The Pivtorak Law Firm, as lead co-counsel, has filed a class action lawsuit against Wells Fargo as a result of an allegedly deceptive forbearance-to-loan modification program. This action was commenced in the federal district court for the Northern District of California on April 19, 2010.
The lawsuit alleges that Wells Fargo deceitfully attempted to collect payments from defaulted California residential mortgage borrowers by sending them a letter evidently promising to stop foreclosure proceedings and to approve them for a loan modification if they showed that they could make three monthly trial plan payments. In reality, however, the letter promised nothing and most borrowers who made all three payments according to the agreement were not offered a loan modification but were subsequently foreclosed on by Wells Fargo, the suit says. Plaintiffs allege that this program was initiated by Wells Fargo in order to circumvent the protections of California’s anti-deficiency laws, which prevent banks for pursuing homeowners’ personal money or property after a foreclosure sale.
The form letter sent to borrowers by Wells Fargo said that the bank had “good news.” The letter also said that, according to financial information provided by the homeowner, they were qualified for a trial program showing they can make regular payments. The suit alleges that the letter also contained other language that easily led borrowers to believe that their long and difficult struggle to make their mortgage payments was over. Unfortunately, according to the lawsuit, their nightmare was just beginning.
Plaintiffs argue that instead of offering a three-month trial plan that is supposed to convert into a loan modification like the government’s Home Affordable Modification Program (“HAMP”), Wells Fargo intentionally gave borrowers the wrong impression that they were being offered such a program. Instead, the suit says, Wells Fargo collected as many payments as it could from California residential borrowers before foreclosing on their homes.

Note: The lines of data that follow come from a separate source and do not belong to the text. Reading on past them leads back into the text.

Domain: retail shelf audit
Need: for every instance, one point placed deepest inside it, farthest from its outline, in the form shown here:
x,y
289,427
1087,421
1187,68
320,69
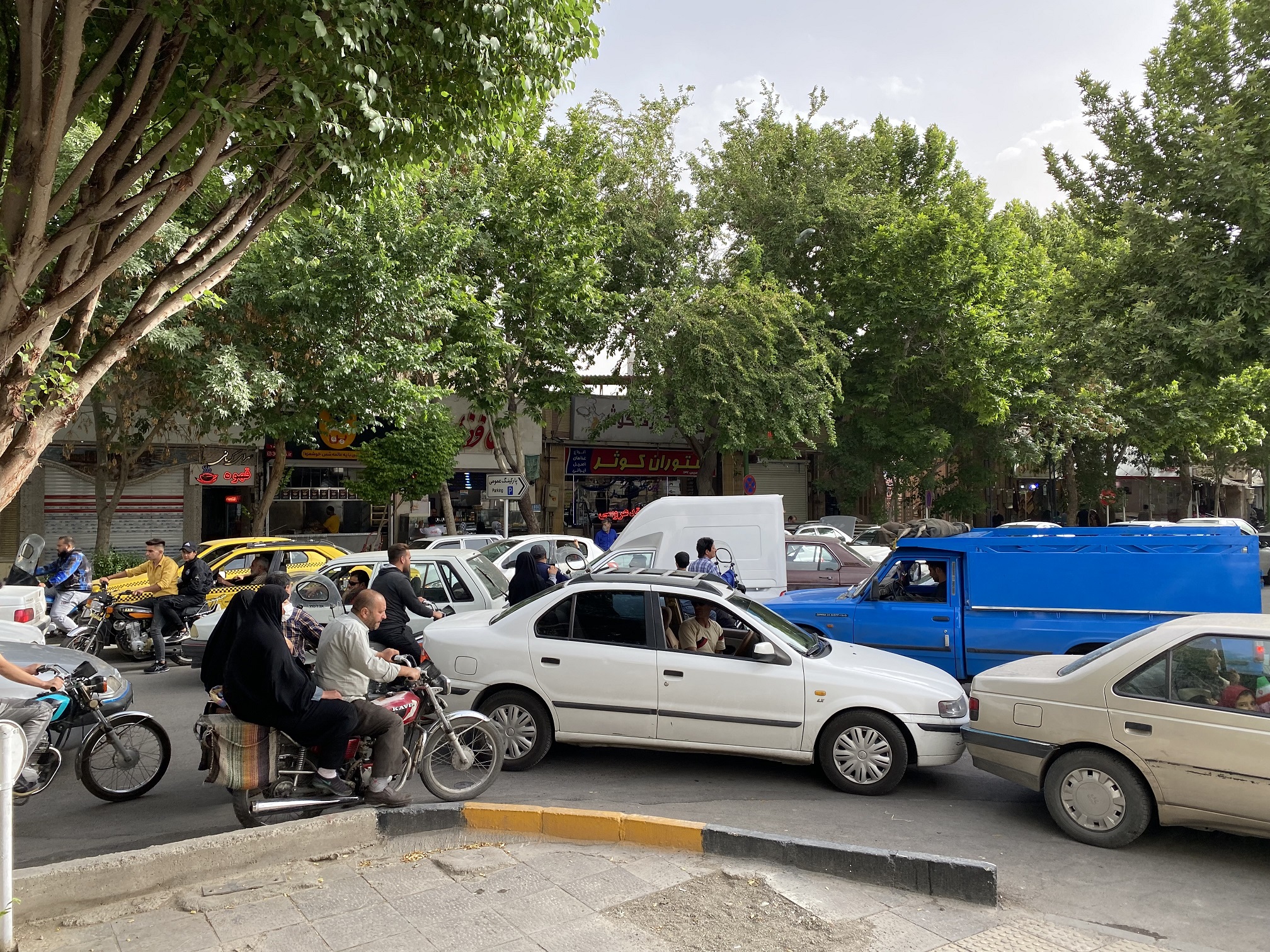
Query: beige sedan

On Jan. 3, 2011, Judge Joseph C. Spero ruled against Wells Fargo in its motion to dismiss Plaintiffs’ Rosenthal Fair Debt Collection Act and unfair competition law claims. This ruling means that Plaintiffs have standing to pursue statutory damages against Wells Fargo for its unfair debt collection practices and restitution for payments borrowers made as a result of the bank’s collection letter as well as injunctive and declaratory relief, pending class certification.
February 22, 2011 – Managing Partner, Steve Berman, and his colleague Tom Loeser of the law firm of Hagens Berman Sobol Shapiro, LLP, associated into the case and will serve as co-lead counsel, representing homeowners in the case against Wells Fargo.